Not surprisingly, given the audience members’ varied backgrounds in optics, questions often came from unexpected directions. Those questions sparked discussion and suggested new perspectives—even to some of us who have been in the business for decades. It was a great example of how diversity strengthens our science.
That experience was fresh in my mind when I heard the news, on 29 June, that the US Supreme Court had ruled that the race-conscious admissions programs of two schools, Harvard University and the University of North Carolina, were unlawful under the US Constitution. The decision effectively ended more than 50 years of race-based affirmative action in US higher education. The Court’s ruling was widely expected—but its sudden reality at the end of June still came as a shock.

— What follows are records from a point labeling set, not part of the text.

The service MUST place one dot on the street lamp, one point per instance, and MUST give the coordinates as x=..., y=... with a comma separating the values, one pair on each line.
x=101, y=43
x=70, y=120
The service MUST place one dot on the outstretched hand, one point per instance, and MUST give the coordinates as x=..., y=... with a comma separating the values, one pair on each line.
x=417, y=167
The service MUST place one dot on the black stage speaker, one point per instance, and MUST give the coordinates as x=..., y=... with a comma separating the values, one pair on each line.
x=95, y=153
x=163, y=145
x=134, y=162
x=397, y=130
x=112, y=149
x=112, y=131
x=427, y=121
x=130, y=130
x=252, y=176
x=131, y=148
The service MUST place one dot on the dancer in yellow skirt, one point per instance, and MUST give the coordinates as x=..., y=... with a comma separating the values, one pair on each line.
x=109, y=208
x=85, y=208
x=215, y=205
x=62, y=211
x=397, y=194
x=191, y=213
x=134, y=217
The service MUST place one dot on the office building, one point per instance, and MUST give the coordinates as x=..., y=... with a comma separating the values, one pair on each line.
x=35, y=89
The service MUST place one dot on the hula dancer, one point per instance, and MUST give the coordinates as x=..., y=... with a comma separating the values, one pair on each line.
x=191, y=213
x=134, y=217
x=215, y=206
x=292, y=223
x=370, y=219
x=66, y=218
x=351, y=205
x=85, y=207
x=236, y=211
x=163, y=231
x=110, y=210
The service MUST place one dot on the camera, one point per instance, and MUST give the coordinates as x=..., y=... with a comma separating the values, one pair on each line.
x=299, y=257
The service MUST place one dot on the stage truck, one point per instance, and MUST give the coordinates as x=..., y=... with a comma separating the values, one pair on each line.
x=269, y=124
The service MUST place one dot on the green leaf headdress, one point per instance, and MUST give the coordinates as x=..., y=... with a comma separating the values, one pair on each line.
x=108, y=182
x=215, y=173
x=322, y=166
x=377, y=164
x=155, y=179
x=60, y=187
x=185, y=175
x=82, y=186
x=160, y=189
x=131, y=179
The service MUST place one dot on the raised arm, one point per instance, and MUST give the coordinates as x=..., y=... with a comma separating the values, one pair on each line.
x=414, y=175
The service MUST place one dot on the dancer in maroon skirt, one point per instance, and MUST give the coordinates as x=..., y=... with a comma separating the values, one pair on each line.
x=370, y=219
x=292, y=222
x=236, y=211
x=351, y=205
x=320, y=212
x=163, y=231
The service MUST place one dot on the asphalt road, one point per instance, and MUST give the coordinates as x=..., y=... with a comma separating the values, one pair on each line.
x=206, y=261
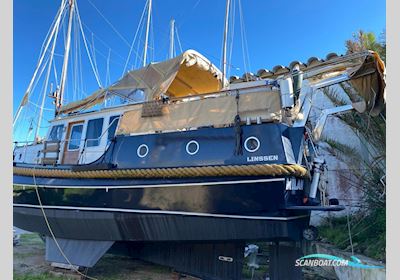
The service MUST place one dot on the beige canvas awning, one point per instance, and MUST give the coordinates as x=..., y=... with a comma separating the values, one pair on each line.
x=187, y=74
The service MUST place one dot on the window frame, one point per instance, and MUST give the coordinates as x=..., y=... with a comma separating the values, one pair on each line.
x=109, y=126
x=96, y=140
x=70, y=137
x=51, y=130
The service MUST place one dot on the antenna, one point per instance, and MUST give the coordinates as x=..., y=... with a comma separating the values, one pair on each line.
x=225, y=41
x=147, y=34
x=171, y=38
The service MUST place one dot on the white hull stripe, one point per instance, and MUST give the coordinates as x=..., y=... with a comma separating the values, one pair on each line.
x=160, y=185
x=161, y=212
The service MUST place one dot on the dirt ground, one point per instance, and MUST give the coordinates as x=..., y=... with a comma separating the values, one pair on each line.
x=30, y=264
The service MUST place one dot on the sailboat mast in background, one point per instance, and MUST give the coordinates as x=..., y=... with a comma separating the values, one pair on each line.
x=147, y=34
x=59, y=100
x=171, y=38
x=224, y=48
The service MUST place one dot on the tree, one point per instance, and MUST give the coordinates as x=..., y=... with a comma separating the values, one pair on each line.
x=369, y=224
x=362, y=41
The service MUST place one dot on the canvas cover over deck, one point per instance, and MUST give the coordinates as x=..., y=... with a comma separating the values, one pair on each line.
x=215, y=111
x=187, y=74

Affirmative action is a topic that raises strong emotions on all sides. My own view is that, while sometimes flawed in their implementation, race-conscious policies in education have made the United States and the world in general a better place over the past half-century. In the US, they have done so by making its top universities a better reflection of the country as a whole—and by increasing opportunities for groups disadvantaged by the legacy of generations of racism and, at one time, state-sanctioned discrimination. Now, such affirmative-action policies are no longer part of the toolkit available for building a more equitable society.
Almost everyone agrees that one immediate impact of the Court’s decision will be to reduce admissions of Black and Latino students to the country’s elite universities. (Indeed, that has been the experience in US states, such as California and Michigan, that have previously banned race-conscious admissions policies.) It’s also believed that the decision could have spillover effects on race-conscious hiring by employers and on other diversity-focused efforts. We’re concerned, for example, about possible unforeseen consequences for science and engineering societies’ DEI efforts, such as Optica’s Amplify Black Science and Optica Women Scholars programs.
The long-term impact of the ruling, though, will depend entirely on what the United States as a society chooses to do about it. While the decision closes off one route to diversity and equity, it leaves others open—both for the country’s elite universities and for the much wider array of institutions that actually graduate the vast majority of its undergraduate students. In a larger sense, the decision should once again focus attention on how to resolve the profound economic, social and racial inequities in the primary- and secondary-school pipeline that feeds university-level study.
As history shows, the work won’t be easy, in the United States or other countries. But it’s a goal that I believe Optica and the scientific community should passionately support. Diversity and equity make the world better—and make our science and technology richer.